Le débat sur la « vulgarité » de Nadine Morano est né à la suite d’une chronique de Sofia Aram sur France Inter ; la dite chronique a provoqué une réaction outrée de la Ministre, des affirmations des uns et des autres sur la réalité des excuses de la station de radio, ou encore une tribune cinglante de l’humoriste dans Libération. Mais pour tout dire la question n’a pas grande importance et cette polémique a tout de l‘affaire microscopique du microcosme.

 

Un nouveau « politiquement correct »


En revanche ce qui nous paraît intéressant c’est ce que cette « affaire » révèle sur une forme de « politiquement correct » qui s’est répandu d’étrange façon dans notre société jusqu’à contaminer un membre du gouvernement.

En effet que reproche Nadine Morano à Sofia Aram et plus largement à ses détracteurs : elle leur reproche de la dénigrer non pas en raison de ce qu’elle dit ou fait mais en raison de ses origines, modestes en l’occurrence. Nadine Morano accuse les journalistes d’une espèce de mépris de classe, figure classique du dénigrement des « petites gens » par les bourgeois ou ceux de la haute comme on disait autrefois.

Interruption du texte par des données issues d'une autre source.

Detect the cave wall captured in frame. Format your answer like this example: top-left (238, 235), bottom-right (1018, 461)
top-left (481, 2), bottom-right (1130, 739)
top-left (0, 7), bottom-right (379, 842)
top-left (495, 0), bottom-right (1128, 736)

Ici Nadine Morano essaye de faire passer, bien sûr sans l’affirmer ouvertement, une idée insidieuse et dangereuse : parce qu’elle a des origines modestes on ne pourrait plus la critiquer et se moquer d’elle, la qualifier de « vulgaire » ou railler son inculture… ses origines agiraient alors comme un bouclier en déniant par avance aux autres la possibilité de la critiquer, puisque tout critique serait liée à ses origines. Formidable boucle qui se referme sur elle même et contraindrait tout contradicteur au silence. 

 

Mais la ministre ne fait ici que reprendre une argumentation qui est de plus en plus prégnante dans le champ de la communication publique. En effet tous ceux qui sont membres de « minorités », et elles sont nombreuses et de toutes sortes, - noirs, juifs, handicapés, gays, musulmans, féministes, catholiques intégristes, arabes, voire femmes…- tendent à user de plus en plus souvent du procédé : vous ne pouvez pas me critiquez car vous me critiquez pour ce que je suis et non pas pour ce que je dis ou je fais. Or comme on l’a dit la technique est imparable puisqu’elle annihile a priori toute possibilité de contradiction, l’appartenance à la minorité revendiquée étant en effet difficilement contestable. Dès lors on assiste à un renversement absolument sidérant : les dites minorités qui auparavant avaient effectivement du mal à faire entendre leur parole se retrouvent dans la position de ceux qui dénient à d’autres, quels qu’ils soient et quels que soient leurs arguments, la possibilité de la contester. Le débat se vide alors de son sens puisque l’échange n’a plus de substance, la potentialité même d’un affrontement fécond devient impossible, et l’interaction se limite à des monologues qui se juxtaposent sans jamais se croiser.

 

Diversité contre Egalité


Or ce phénomène illustre, dans le domaine de la communication, une des grandes erreurs idéologiques et tactiques de la gauche au cours des trente dernières années, et a contrario une victoire de la droite qui a bien su en user tel un judoka profitant des mouvements de son adversaire pour le déstabiliser. Cette erreur c’est celle d’avoir privilégié la notion de diversité à celle d’égalité, ou encore d’avoir préféré dans le monde des idées la diversité des expressions (en raison de l’origine de ceux qui la portaient) à celle de leur pertinence. Ce n’est parce que l’on est noir, juif, handicapé, gay, musulman, féministe, catholiques intégriste, arabe, voire femme, qu’on dit ou fait des choses plus justes ou intéressantes que ceux qui ne le sont pas. Mais de la même manière ce n’est parce que l’on est noir, juif, handicapé, gay, musulman, féministe, catholiques intégriste, arabe, voire femme, qu’on dit ou fait des choses moins justes ou intéressantes que ceux qui ne le sont pas. Cette préférence de la gauche pour cette posture de la diversité (« s'agit-il de répartir les inégalités sans discrimination d'origine et de sexe, ou de les supprimer « ) avait d’ailleurs été remarquablement analysée par un universitaire américain, Walter Benn Michaels dans un petit essai tonique, intelligent, et salutaire « La Diversité contre l'égalité  » (Ed Raisons d'Agir) il y’a quelques années.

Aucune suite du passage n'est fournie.